TIPU DAYA ULAR EMAS

 



Ada sebuah desa bernama Haneiki. Tanahnya subur dan warganya rajin hingga hasil panen mereka selalu melimpah.

Penduduk Haneiki bekerja keras menanam padi untuk kebutuhan makanan mereka, selain itu mereka juga menanam sayur dan rumput untuk makanan ternak.

Namun, selama lebih satu dekade, ada sekelompok penjahat yang selalu merampok kekayaan yang dimiliki oleh warga desa. Kehidupan desa menjadi tidak aman, warga selalu diselimuti oleh rasa was-was.

Setelah sekian lama, kelompok bandit itu kemudian pergi. Mereka meninggalkan kehidupan desa yang menjadi hancur.  Kas desa dikeruk hingga tandas dan hutang bertumpuk tak terbayar.

Lalu datanglah kemudian sekelompok ular emas. Mereka menggantikan para bandit yang pergi meninggalkan desa.

Kelompok ular emas ini datang dengan kedok untuk memperbaiki kehidupan desa yang hancur oleh para bandit.

Karena aturan, serta rasa takut dan segan, ular-ular emas ini diterima oleh warga dan hidup dari memakan hewan-hewan ternak milik warga Haneiki.

Mereka bukan ular sebagai mana biasanya. Selain sisik berwarna emas, mereka juga memakai jas, dasi dan sepatu mengkilap.
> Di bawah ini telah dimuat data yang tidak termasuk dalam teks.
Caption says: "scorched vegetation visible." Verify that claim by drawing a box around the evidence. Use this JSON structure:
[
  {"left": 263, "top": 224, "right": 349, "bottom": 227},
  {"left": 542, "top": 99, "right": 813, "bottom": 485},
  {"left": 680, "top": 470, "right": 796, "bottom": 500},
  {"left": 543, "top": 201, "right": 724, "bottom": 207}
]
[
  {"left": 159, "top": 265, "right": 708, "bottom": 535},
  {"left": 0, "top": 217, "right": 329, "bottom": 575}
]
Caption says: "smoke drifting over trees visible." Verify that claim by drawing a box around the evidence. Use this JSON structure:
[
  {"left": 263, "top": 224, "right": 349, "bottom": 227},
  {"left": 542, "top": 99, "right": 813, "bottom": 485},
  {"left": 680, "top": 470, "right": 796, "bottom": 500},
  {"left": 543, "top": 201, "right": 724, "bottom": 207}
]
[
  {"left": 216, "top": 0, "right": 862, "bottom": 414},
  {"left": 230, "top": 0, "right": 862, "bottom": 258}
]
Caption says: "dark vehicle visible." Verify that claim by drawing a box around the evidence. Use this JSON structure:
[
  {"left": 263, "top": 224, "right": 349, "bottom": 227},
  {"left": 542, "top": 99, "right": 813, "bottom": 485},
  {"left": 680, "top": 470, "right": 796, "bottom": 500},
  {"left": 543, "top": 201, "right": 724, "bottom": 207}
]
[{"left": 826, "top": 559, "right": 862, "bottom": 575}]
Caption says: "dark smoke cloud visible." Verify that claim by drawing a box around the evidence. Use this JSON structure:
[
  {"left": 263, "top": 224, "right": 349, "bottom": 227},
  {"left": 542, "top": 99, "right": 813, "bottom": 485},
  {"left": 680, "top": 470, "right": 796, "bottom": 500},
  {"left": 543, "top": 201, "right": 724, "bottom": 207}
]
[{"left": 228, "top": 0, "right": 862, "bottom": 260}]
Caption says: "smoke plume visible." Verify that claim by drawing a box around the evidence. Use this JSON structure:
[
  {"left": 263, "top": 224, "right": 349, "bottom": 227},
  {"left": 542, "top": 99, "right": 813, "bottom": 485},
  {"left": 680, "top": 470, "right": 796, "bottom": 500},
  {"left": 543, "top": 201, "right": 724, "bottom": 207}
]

Kelompok ular emas juga memanggil hewan lain untuk menonjolkan pekerjaan mereka. Diantaranya  burung elang, burung hantu dan burung kakatua.

Seiring waktu, hewan ternak warga desa semakin berkurang, dan mereka mulai kesulitan untuk memenuhi kebutuhan hidupnya.

Mereka tidak tahu jika kehadiran ular emas ternyata membawa dampak lain bagi desa dan lahan pertanian mereka.

Tanaman warga desa seperti padi dan sayuran perlahan mulai layu lalu kemudian mengering. Hal ini disebabkan racun yang dikeluarkan oleh ular-ular emas ketika mereka memakan hewan-hewan ternak.

Meski tidak terlihat oleh mata, racun ini menyebar di tanah dan air, sehingga tanaman warga desa terkena dampak yang kurang baik. Bukan hanya tanaman, sebagian besar warga juga mengalami kerusakan otak.

Warga desa sangat sedih, mereka tidak tahu apa yang harus dilakukan untuk menyelamatkan desa mereka. Mereka hanya berharap bahwa suatu hari, ular-ular emas ini akan pergi dan desa mereka kembali menjadi tempat yang aman dan lahan pertanian kembali membawa kesejahteraan bagi mereka.

Suatu hari, seorang anak bernama Logika memberanikan diri bertanya kepada kelompok ular emas itu.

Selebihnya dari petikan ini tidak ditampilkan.